Using NooJ functionalities
In its Standard edition, NooJ’s functions are available via a command-line program: noojapply.exe, which is stored in NooJ’s _App directory along Nooj.exe.
noojapply.exe can be called either directly from a “SHELL” script, or from more sophisticated programs written in Perl, C++, Java, etc.
noojapply.exe allows users to apply to texts and corpora dictionaries and grammars automatically.
If you are planning to use NooJ’s functionalities in a professional environment (e.g. build a linguistic research engine), note that they are also available via:
- a .NET dynamic library, noojengine.dll, constituted by a set of public object classes and methods.

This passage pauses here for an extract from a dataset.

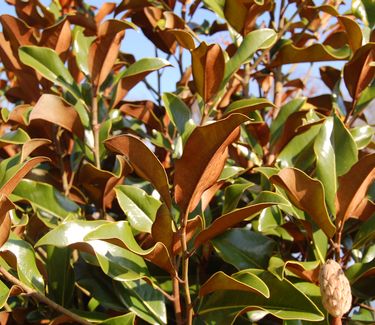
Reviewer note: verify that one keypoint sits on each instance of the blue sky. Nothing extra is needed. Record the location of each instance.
(141, 47)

These classes and methods can be used by any .NET application, in any NET programming language. noojengine.dll allows users to build sophisticated applications such as WEB services, and can be much used to build much more efficient NLP applications than noojapply.exe.

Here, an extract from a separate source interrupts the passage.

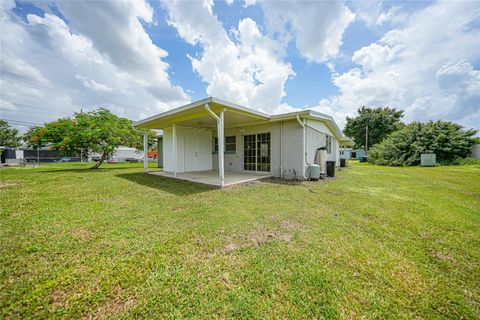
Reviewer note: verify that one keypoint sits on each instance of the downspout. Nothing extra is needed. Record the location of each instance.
(145, 151)
(303, 147)
(281, 149)
(221, 143)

- a noojservice.exe / noojclient.exe client-server application, based on a Windows service, that provides NooJ’s morphological and syntactic parsers functionalities in a Multi-Agent System, that can be used to build a massively parallel NLP application.
NooJ can be freely downloaded.
Most laboratories and academic centers use NooJ as a research or educational tool: some users are interested in its Corpus processing functionalities (analysis of literary text, research and extract information from newspapers or technical corpora, etc.); others use NooJ to formalize certain linguistic phenomena (e.g. describe a language’s morphology), others for computational applications (automatic text analysis), etc.
Among NooJ users, some are actively helping the NooJ project, by giving away some of their linguistic resources, projects or demos, labs, tutorials or documentations. These users, who constitute “NooJ’s community”, should be considered as NooJ’s “co-authors”. The Community Edition of the NooJ application (which is also free), is an extended version of NooJ, that gives full access to its internal functionalities as well as privileged access to sources of its linguistic resources.
NooJ users meet once a year at the NooJ conference. NooJ tutorials and workshops are regularly organized during the year.
- NooJ 2011, Dubrovnik, Croatia
- NooJ 2010, Komotini, Greece
- NooJ 2009, Tozeur, Tunisia
- NooJ 2008, Budapest, Hungary
- [NooJ 2007, Barcelona, Spain]
- NooJ 2006, Belgrade, Serbia
- [NooJ 2005, Besançon, France]
- Max Silberztein: NooJ manual
- Abdelmajid Ben Hamadou, Slim Mesfar, Max Silberztein (Eds): Finite State Language Engineering: NooJ 2009 International Conference and Workshop (Touzeur), Centre de Publication Universitaire, 2010.
- Xavier Blanco, Max Silberztein (Eds): Proceedings of the 2007 International NooJ Conference (Barcelona), Cambridge Scholars Publishing (18 selected papers, 296 pages), 2008.
- Svetla Koeva, Denis Maurel, Max Silberztein (Eds): Formaliser les langues avec l'ordinateur : de INTEX à NooJ, Cahiers de la MSH Ledoux, Presses Universitaires de Franche-Comté (23 articles, 438 pages), 2007.